Another dimension of the financial system in an economy is government. It is the government that follows the rules of the game for the financial system i.e. it dictates how markets operate, which permissible instruments are, and what are the barriers to operating financial intermediaries. There are two aspects of government intervention: one is ensuring efficiency in the system and the other is providing stability and confidence. A financial system is said to be efficient when the sum of all profits from risk, payment, and trade at risk are as large as they can be. An illiquid financial system requires a high degree of intervention and vice versa.

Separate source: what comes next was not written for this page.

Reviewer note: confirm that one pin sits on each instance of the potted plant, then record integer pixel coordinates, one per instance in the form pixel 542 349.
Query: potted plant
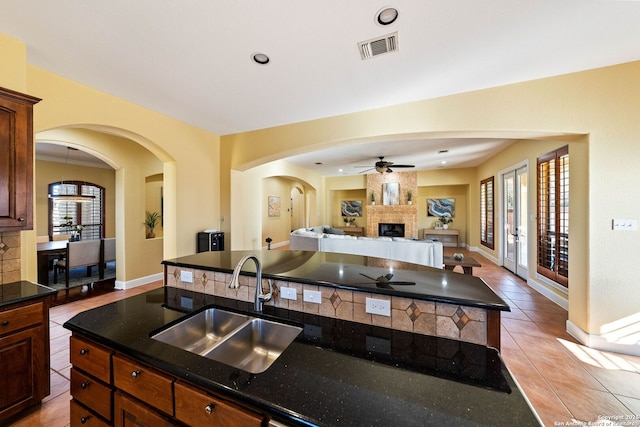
pixel 151 221
pixel 445 221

The government also interferes with the financial system to provide for its absence which breaks the system and can be disastrous. There should be a limit to government intervention. Excessive interference Mars innovations. Innovation in the financial system is the result of efforts to break out of restrictive rules. It is necessary to appreciate the role of the financial system or sector in an Economy. As the economy grows, the setup and operation of this system changes. The major role discussed earlier has been resource mobilization. An efficient financial system facilitates raising large amounts through small contributions from a large number of investors. A firm can raise Rs. Subscribed by investors with a minimum contribution of Rs 100 crore through the issue of 10 crore shares.

 Issue of minimum 200 shares of 2000 rupees. 10 each or through a mutual fund or financial institution. Large amounts can be raised from small investors. Instruments issued for fundraising may have maturity patterns that are different to what the investor needs. In such a situation, secondary markets emerge as a special part of the financial system. To reduce the risk associated with the investment, the financial system offers investors a wide variety of investment opportunities to diversify their investments, hence the risk.